Ha puesto paz en tus fronteras,
te sacia con flor de harina.
Él envía su mensaje a la tierra,
y su palabra corre veloz. R/.

Anuncia su palabra a Jacob,
sus decretos y mandatos a Israel;
con ninguna nación obró así,
ni les dio a conocer sus mandatos.

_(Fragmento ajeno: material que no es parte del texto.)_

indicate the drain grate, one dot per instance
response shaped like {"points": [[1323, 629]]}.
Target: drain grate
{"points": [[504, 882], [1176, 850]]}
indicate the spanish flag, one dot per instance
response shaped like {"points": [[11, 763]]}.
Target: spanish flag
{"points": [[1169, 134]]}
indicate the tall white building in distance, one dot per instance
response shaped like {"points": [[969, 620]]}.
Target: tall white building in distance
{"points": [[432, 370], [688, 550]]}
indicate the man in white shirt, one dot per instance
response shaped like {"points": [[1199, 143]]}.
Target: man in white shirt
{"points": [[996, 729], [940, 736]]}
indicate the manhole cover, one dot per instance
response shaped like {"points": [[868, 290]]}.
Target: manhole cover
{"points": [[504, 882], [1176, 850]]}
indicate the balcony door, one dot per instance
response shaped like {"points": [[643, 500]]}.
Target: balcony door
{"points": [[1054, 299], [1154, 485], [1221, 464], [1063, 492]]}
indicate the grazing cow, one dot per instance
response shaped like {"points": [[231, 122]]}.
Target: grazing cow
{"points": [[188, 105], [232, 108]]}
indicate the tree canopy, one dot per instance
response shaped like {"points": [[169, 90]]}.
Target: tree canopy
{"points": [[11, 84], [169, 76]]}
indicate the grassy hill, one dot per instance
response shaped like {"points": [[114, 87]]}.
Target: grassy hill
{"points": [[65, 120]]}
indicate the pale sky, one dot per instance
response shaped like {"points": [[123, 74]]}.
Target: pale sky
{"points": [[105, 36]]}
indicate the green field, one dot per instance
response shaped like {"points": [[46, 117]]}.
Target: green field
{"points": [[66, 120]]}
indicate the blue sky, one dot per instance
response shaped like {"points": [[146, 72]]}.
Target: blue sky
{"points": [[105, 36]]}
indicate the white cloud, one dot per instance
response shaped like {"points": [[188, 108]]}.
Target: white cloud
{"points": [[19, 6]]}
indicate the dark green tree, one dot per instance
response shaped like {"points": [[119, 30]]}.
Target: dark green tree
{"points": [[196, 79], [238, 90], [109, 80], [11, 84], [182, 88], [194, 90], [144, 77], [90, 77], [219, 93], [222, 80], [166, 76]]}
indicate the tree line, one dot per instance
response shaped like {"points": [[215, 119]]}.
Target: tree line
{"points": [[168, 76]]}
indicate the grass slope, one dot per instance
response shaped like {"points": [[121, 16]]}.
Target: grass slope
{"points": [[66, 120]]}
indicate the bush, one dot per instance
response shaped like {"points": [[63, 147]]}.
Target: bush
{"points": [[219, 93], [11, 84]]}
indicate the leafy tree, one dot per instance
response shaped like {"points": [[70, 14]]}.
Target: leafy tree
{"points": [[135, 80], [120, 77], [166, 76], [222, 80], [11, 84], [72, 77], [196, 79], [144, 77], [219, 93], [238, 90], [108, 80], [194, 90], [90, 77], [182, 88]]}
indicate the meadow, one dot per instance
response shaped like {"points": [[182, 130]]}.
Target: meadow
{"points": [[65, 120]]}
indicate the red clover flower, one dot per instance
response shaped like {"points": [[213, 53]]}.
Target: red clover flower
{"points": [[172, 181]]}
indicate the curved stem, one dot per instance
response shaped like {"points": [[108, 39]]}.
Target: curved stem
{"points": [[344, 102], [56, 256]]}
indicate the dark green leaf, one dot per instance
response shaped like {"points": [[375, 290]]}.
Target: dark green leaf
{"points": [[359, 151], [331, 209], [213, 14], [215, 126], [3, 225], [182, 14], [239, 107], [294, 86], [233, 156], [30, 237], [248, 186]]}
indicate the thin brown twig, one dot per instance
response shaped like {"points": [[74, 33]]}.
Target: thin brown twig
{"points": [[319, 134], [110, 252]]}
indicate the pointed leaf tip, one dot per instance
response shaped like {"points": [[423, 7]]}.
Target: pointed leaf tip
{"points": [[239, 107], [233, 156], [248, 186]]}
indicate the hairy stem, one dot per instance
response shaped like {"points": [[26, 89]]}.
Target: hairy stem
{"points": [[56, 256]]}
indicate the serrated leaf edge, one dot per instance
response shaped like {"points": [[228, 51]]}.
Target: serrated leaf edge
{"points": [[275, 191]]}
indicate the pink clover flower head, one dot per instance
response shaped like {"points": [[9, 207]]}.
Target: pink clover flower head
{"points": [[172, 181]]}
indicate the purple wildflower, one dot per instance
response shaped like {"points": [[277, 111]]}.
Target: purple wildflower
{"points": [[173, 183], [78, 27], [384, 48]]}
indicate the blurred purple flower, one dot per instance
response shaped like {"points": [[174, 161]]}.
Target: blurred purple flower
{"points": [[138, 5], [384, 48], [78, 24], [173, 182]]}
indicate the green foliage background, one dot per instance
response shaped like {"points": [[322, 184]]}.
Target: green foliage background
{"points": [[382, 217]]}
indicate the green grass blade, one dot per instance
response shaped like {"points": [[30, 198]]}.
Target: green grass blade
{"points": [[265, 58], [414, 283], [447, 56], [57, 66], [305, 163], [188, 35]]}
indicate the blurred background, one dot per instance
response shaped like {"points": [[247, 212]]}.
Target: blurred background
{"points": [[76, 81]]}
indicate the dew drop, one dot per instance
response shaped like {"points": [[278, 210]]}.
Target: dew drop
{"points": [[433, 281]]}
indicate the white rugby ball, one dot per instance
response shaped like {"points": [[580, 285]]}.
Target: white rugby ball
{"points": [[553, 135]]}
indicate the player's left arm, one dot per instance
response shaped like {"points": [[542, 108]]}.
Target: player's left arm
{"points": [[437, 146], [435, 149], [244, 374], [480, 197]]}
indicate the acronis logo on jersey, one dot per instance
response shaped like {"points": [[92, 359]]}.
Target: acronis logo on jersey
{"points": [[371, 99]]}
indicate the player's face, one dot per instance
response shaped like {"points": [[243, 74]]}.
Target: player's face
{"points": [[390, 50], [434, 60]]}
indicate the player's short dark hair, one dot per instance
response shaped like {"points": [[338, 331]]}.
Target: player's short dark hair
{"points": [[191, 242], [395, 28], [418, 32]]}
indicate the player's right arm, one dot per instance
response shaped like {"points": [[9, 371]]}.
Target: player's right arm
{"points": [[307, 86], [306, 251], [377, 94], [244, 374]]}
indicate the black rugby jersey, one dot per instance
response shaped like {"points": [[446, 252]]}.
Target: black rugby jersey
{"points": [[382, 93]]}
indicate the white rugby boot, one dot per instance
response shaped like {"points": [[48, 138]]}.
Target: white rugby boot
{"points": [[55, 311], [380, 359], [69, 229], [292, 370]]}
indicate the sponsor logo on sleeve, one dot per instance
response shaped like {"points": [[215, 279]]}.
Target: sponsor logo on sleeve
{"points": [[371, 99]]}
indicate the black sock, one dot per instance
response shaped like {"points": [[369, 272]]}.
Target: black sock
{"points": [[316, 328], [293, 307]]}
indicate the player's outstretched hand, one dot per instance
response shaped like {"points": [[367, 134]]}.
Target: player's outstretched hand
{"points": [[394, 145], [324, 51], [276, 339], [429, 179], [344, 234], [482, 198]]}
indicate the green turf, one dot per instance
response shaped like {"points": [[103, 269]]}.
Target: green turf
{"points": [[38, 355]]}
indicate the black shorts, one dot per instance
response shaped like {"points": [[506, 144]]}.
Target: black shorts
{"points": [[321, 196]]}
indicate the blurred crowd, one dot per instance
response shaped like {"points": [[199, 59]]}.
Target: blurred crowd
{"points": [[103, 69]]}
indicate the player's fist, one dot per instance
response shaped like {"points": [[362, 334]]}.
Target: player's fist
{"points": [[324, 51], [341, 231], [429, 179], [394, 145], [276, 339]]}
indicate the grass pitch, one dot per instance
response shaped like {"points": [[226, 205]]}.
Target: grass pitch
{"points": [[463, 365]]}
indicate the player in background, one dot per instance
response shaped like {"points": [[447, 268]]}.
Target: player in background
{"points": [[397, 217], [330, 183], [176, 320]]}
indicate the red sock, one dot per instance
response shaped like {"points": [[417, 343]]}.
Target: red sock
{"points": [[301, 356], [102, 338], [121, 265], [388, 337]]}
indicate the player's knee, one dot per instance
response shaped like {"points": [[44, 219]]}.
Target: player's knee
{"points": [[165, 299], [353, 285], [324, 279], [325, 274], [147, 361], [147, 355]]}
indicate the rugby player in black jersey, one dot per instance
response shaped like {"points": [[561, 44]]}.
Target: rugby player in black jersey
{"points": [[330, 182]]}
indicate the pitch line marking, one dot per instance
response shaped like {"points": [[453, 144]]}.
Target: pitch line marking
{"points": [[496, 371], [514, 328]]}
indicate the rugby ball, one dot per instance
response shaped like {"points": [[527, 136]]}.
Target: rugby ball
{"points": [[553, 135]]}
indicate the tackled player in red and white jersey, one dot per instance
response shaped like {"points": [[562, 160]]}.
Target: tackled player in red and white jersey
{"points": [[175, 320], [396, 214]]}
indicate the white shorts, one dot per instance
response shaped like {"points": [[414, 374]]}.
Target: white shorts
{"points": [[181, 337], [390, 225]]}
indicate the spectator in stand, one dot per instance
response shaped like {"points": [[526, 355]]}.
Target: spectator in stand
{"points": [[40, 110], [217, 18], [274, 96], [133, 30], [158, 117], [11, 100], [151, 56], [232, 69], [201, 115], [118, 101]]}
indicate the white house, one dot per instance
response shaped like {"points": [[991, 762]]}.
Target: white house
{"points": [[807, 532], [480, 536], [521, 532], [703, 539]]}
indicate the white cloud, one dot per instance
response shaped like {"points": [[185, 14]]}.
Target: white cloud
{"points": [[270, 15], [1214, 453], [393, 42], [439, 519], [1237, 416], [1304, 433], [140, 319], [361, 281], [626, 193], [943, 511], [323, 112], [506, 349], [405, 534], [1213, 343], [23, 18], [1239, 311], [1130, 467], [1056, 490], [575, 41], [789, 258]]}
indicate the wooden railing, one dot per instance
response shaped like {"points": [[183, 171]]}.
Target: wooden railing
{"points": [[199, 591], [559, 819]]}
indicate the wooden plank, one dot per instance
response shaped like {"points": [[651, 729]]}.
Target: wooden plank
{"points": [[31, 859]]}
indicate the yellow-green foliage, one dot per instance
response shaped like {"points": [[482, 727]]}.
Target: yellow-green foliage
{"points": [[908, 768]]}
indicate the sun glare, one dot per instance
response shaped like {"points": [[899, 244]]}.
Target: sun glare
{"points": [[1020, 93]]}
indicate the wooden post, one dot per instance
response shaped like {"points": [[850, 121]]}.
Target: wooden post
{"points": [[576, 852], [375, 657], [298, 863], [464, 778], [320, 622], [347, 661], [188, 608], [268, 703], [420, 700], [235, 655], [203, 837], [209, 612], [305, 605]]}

R/.

 

Segunda lectura
Lectura de la carta del apóstol san Pablo a los Efesios 1, 3-6. 15-18

Bendito sea el Dios, Padre de nuestro Señor Jesucristo,
que nos ha bendecido en Cristo
con toda clase de bendiciones espirituales en los cielos.
Él nos eligió en Cristo, antes de la fundación del mundo
para que fuésemos santos e intachables ante él por el amor.
Él nos ha destinado por medio de Jesucristo,
según el beneplácito de su voluntad,
a ser sus hijos,
para alabanza de la gloria de su gracia,
que tan generosamente nos ha concedido en el Amado.
Por eso, habiendo oído hablar de vuestra fe en Cristo y de vuestro amor a todos los santos, no ceso de dar gracias por vosotros, recordándoos en mis oraciones, a fin de que el Dios de nuestro Señor Jesucristo, el Padre de la gloria, os dé espíritu de sabiduría y revelación para conocerlo, e ilumine los ojos de vuestro corazón para que comprendáis cuál es la esperanza a la que os llama, cuál la riqueza de gloria que da en herencia a los santos.

 

Evangelio del día
Lectura del santo evangelio según san Juan 1, 1-18

En el principio existía el Verbo, y el Verbo estaba junto a Dios, y el Verbo era Dios.
Él estaba en el principio junto a Dios.
Por medio de él se hizo todo, y sin él no se hizo nada de cuanto se ha hecho.
En él estaba la vida, y la vida era la luz de los hombres.
Y la luz brilla en la tiniebla, y la tiniebla no lo recibió.
Surgió un hombre enviado por Dios, que se llamaba Juan: éste venía como testigo, para dar testimonio de la luz, para que todos creyeran por medio de él.
No era él la luz, sino el que daba testimonio de la luz.
El Verbo era la luz verdadera, que alumbra a todo hombre, viniendo al mundo.
En el mundo estaba; el mundo se hizo por medio de él, y el mundo no lo conoció.
Vino a su casa, y los suyos no lo recibieron.
Pero a cuantos lo recibieron, les dio poder de ser hijos de Dios, a los que creen en su nombre.
Estos no han nacido de sangre, ni de deseo de carne,
ni de deseo de varón, sino que han nacido de Dios.
Y el Verbo se hizo carne y habitó entre nosotros, y hemos contemplado su gloria: gloria como del Unigénito del Padre, lleno de gracia y de verdad.
Juan da testimonio de él y grita diciendo:
«Este es de quien dije: el que viene detrás de mí se ha puesto delante de mí, porque existía antes que yo».
Pues de su plenitud todos hemos recibido, gracia tras gracia.
Porque la ley se dio por medio de Moisés, la gracia y la verdad nos ha llegado por medio de Jesucristo.
A Dios nadie lo ha visto jamás: Dios Unigénito, que está en el seno del Padre, es quien lo ha dado a conocer.